Atto I. Quadro I. Vengono sottolineate le umiliazioni alle quali Caterina è sottoposta da parte del suocero, che non solo la importuna e vorrebbe possederla, ma le rinfaccia di non riuscire ad avere figli. Come se non bastasse, poiché il marito di Caterina, Sinovio, dovrà allontanarsi per alcuni giorni, Boris fa giurare, davanti a tutta la servitù, che rimarrà fedele al consorte lontano. La cuoca Aksinia, allora, interviene e le fa notare un bel garzone assunto da poco. Quadro II. Alcuni lavoranti insidiano e maltrattano la deforme Aksinia, aizzati proprio da Sergej. Caterina interviene in difesa della donna, ma pur essendo provocata da Sergej, ne rimane attratta. Quadro III. Caterina si dispera per la sua atroce solitudine. Sergej si introduce nella sua camera da letto e seduce Caterina.
Atto II. Quadro I. Boris è eccitato e tormentato dalla presenza di Caterina, al punto da decidere di assolvere ai doveri coniugali in vece del figlio. Mentre sta progettando tali lascivie, gli cade addosso, dalla finestra della camera di Caterina, Sergej. Boris lo riduce in fin di vita a frustate di fronte agli occhi di tutti i servitori e di Caterina stessa: quindi Sergej viene rinchiuso in cantina. Caterina avvelena Boris mettendo del veleno per topi nel suo piatto; dopo avergli sottratto la chiave della cantina dove è rinchiuso l’amante, assiste alle funzioni del pope, chiamato per assistere il moribondo. Quadro II. Caterina è a letto con Sergej, tormentata dai rimorsi: arriva il marito, che viene ucciso dai due e nascosto in cantina.
Atto III. Quadro I. Caterina e Sergej si sposano, mentre il marito è dato per disperso. Caterina è ossessionata da ciò che ha fatto e guarda terrorizzata verso la cantina. Un servo ubriaco, mentre gli altri sono in chiesa per il matrimonio, credendo che le occhiate di Caterina nascondano la presenza di un buon vino, sfonda la porta della cantina, trova il cadavere di Sinovio e chiama la polizia. Quadro II. Nel distretto di polizia i gendarmi si annoiano e, per passare il tempo, si divertono a creare problemi a qualche intellettuale, ad esempio accusando di nichilismo un innocente insegnante. Quadro III. Caterina, alla fine della cerimonia, si accorge che la cantina è stata aperta ma è troppo tardi per fuggire.
Atto IV. Caterina e Sergej si trovano in un accampamento, di notte, mentre sono in viaggio verso la Siberia perché condannati a lavori forzati. Caterina corrompe una guardia perché le permetta di passare la notte con Sergej, ma lui la considera ormai solo una fonte di disgrazie ed è invece attratto da un’altra detenuta più giovane, Sonetka, alla quale regala le calze di lana che Caterina gli ha dato. Tutti si prendono gioco di lei: Caterina, disperata, si getta nel fiume trascinando con sé la rivale. Le due donne annegano, mentre i deportati riprendono la marcia.

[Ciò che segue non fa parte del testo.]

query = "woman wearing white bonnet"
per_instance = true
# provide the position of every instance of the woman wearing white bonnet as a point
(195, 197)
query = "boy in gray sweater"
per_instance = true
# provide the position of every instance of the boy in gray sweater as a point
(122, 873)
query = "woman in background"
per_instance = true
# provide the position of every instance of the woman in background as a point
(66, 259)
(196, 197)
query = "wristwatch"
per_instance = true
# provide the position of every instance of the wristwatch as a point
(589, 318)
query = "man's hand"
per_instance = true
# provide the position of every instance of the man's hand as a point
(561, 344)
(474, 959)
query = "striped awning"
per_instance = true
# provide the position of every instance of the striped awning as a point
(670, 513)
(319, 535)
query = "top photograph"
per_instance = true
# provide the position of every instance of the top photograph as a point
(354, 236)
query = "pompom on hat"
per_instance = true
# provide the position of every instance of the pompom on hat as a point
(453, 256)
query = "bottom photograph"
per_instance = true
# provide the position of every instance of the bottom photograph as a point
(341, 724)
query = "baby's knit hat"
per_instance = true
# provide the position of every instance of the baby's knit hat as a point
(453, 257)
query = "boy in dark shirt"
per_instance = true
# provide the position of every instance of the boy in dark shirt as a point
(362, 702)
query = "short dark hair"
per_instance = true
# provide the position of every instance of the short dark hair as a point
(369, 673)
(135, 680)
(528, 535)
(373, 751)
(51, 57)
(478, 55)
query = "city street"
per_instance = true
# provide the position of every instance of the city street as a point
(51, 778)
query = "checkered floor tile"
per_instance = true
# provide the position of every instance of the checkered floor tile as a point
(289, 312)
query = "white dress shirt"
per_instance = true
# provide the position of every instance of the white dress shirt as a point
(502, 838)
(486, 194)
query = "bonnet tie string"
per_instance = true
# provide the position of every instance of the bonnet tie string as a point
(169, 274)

Ma questa libertà di sguardo – e soprattutto la sua forma musicale – risultarono insopportabili al potere sovietico. Stalin, presente a una rappresentazione, lasciò la sala disgustato. Poco dopo la Pravda, organo del Partito, pubblicò l’ormai celebre articolo “Caos anziché musica”, in cui l’opera veniva condannata come «inadatta al popolo sovietico: caotica, apolitica, atta a solleticare i gusti pervertiti del pubblico borghese con la sua musica agitata, urlante e nevrastenica». La sensualità esplicita, la brutalità dei gesti e la rappresentazione di una donna che si ribella alla morale dominante costituivano una minaccia per l’ideologia staliniana, fondata su un moralismo di Stato e su una visione monolitica dell’arte come strumento pedagogico.

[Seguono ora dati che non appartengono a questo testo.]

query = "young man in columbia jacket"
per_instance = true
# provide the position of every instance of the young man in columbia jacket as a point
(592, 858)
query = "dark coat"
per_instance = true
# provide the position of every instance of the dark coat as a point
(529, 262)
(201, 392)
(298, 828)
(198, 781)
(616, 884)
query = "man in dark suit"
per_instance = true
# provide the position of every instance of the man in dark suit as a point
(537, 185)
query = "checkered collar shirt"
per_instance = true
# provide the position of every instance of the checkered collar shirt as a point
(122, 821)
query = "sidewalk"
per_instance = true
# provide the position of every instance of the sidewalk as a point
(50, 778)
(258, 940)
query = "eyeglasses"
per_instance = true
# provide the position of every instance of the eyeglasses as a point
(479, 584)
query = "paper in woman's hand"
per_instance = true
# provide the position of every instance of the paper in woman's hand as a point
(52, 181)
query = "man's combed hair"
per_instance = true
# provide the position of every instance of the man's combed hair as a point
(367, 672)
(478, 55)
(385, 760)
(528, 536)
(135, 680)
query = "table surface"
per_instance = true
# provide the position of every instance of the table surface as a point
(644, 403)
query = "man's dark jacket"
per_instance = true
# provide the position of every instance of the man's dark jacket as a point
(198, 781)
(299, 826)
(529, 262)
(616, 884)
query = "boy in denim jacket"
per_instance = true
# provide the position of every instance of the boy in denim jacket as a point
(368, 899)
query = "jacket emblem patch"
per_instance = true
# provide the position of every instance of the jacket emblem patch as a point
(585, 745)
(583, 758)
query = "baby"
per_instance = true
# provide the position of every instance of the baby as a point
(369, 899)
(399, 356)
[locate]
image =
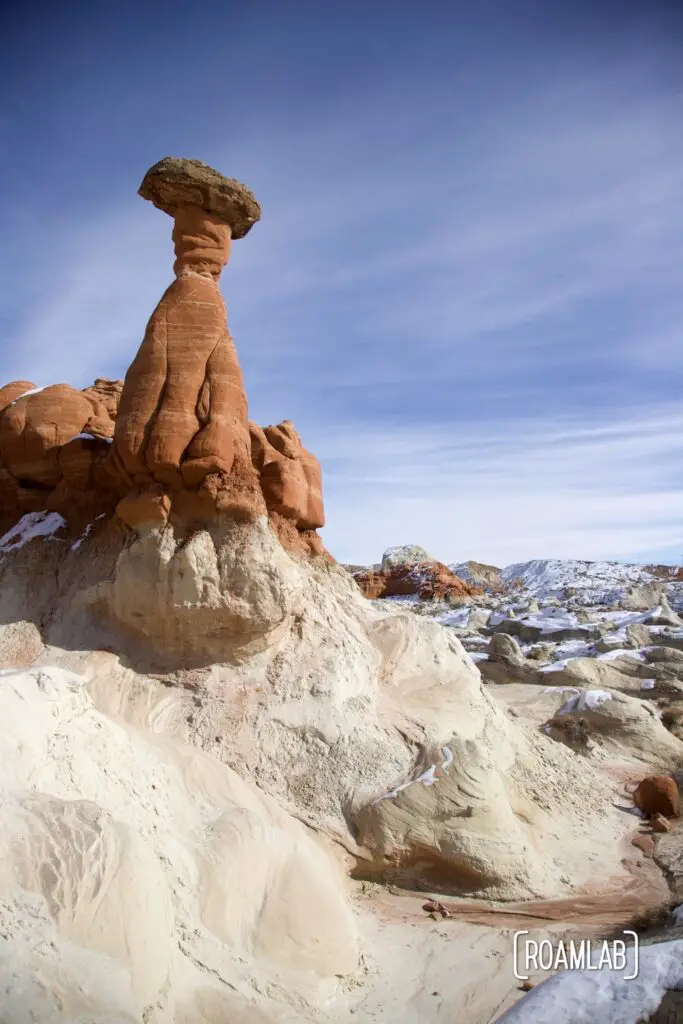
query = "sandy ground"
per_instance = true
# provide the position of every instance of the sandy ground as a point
(462, 968)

Da quel momento iniziò per Šostakovič un lungo periodo di sospetto e censura: Lady Macbeth del distretto di Mcensk scomparve dai teatri per oltre venticinque anni. Solo nel 1962 il compositore poté ripresentarla in una versione profondamente rielaborata, con il nuovo titolo Katerina Izmailova. Questa seconda versione, più temperata nei toni erotici e più allineata alla prudenza dell’epoca poststaliniana, rifletteva un diverso equilibrio tra dramma individuale e struttura musicale. Il titolo stesso, più neutro, sottraeva la protagonista al paragone con la Lady Macbeth shakespeariana, segno di una volontà di umanizzare il personaggio e ridurne l’aura di colpevolezza “demoniaca”.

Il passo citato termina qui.